A pesar de que algunos se empeñan en intentar hacer mala prensa (nunca mejor dicho), del Sacramento de la Penitencia, en la parroquia se confiesa cada vez más gente, todos los días y a las horas de todas las Misas. Ha ayudado mucho la llegada de otro sacerdote que permite que estemos en Misa y confesando. Esto a algunos les sienta fatal pues defienden que si se está en Misa se tiene que estar sólo en Misa (lo que ciertamente sería lo más recomendable), pero en cuántas ocasiones alguien que ha pasado por la Iglesia, va a Misa por cualquier casualidad, ha visto disponible el confesionario y se acerca a reconciliarse con Dios después de muchos años. En ocasiones los sacerdotes ponemos difícil el sacramento de la reconciliación, casi hay que echar una instancia para que el cura te reciba y en otras te despacha en un santiamén, como con desgana.

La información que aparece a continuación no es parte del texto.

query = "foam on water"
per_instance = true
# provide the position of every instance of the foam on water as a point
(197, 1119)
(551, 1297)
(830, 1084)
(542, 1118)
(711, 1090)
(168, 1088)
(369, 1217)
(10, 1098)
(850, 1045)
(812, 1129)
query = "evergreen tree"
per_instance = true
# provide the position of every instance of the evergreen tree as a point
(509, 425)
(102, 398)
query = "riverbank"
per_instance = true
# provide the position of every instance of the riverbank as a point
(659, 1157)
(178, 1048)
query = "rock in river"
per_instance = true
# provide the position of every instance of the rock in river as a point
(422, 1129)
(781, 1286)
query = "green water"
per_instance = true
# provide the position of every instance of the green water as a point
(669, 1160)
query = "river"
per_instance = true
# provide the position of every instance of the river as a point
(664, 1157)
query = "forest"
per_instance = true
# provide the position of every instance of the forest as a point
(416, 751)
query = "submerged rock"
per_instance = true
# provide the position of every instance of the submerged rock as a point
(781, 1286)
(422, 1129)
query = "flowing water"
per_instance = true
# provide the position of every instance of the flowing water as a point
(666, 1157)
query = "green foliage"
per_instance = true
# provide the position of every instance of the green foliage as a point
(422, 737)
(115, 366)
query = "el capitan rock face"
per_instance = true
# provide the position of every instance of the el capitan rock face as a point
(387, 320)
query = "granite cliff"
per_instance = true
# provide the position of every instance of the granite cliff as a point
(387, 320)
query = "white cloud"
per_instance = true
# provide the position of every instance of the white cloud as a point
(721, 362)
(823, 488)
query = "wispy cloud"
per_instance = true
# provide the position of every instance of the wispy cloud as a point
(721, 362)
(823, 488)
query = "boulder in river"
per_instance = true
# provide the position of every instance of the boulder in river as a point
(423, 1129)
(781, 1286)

Este año que celebramos de forma especial al Santo Cura de Ars deberíamos pedir que en todas nuestras parroquias, de cualquier parte del mundo, hubiese un horario claro de confesiones, que se facilite este sacramento en cualquier momento y al párroco que no le guste, que se vaya de ejercicios espirituales.

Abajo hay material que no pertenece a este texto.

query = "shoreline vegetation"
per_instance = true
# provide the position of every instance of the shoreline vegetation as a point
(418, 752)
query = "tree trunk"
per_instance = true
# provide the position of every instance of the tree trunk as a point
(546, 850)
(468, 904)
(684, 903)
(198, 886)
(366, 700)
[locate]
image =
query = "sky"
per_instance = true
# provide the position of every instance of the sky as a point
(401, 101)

“Doy gracias a Cristo Jesús, nuestro Señor, que me hizo capaz, se fió de mí y me confió este ministerio. Eso que yo antes era un blasfemo, un perseguidor y un insolente. Pero Dios tuvo compasión de mi, porque yo no era creyente y no sabía lo que hacía. El Señor derrochó su gracia en mí, dándome la fe y el amor en Cristo Jesús.” El agradecimiento de San Pablo, el agradecimiento de aquel que se encuentra con Cristo y con su misericordia. En ocasiones hablamos mucho de igualdad, de dar las mismas oportunidades a todos, ahora se diría hacer una sociedad sostenible (lo de sostenible lo pones después de cualquier cosa y te dan una subvención). ¿Qué hay que nos iguale más que la mirada de Cristo? Cuando alguien se acerca a confesarse no presenta al sacerdote sus títulos ni sus bienes, sino sus males y eso nos iguala a todos mucho. Uno puede calificarse de blasfemo, perseguidor e insolente y lo único que recibe es la misericordia, un derroche de gracia.
Para acoger bien al penitente hace falta que el sacerdote también se confiese a menudo. “¿Acaso puede un ciego guiar a otro ciego? ¿No caerán los dos en el hoyo? Un discípulo no es más que su maestro, sí bien, cuando termine su aprendizaje, será como su maestro. ¿Por qué te fijas en la mota que tiene tu hermano en el ojo y no reparas en la viga que llevas en el tuyo? ¿Cómo puedes decirle a tu hermano: «Hermano, déjame que te saque la mota del ojo», sin fijarte en la viga que llevas en el tuyo? ¡Hipócrita!” Confesar, en ocasiones, es cansado. Puedes pasarte horas escuchando miserias, repartiendo consejos, pidiendo las luces del Espíritu Santo para no meter demasiado la pata. Pero cuando recuerdas la misericordia que Dios tuvo contigo en la última confesión, que estás derramando esa misericordia que jamás se agota, que das esa paz del alma que sólo Dios puede dar, entonces continúas, aunque te canses.
Acaban de pedirme confesión, así que acabo este comentario. Vamos a pedirle a la Virgen que todos seamos grandes apóstoles de la confesión: que los padres animen a confesarse a los hijos, las esposas a los maridos, les animemos a nuestros amigos e incluso hagamos alguna recomendación a nuestros enemigos e incluso a nuestro párroco, así habrá menos blasfemos por el mundo y más enamorados de la misericordia entrañable de Dios.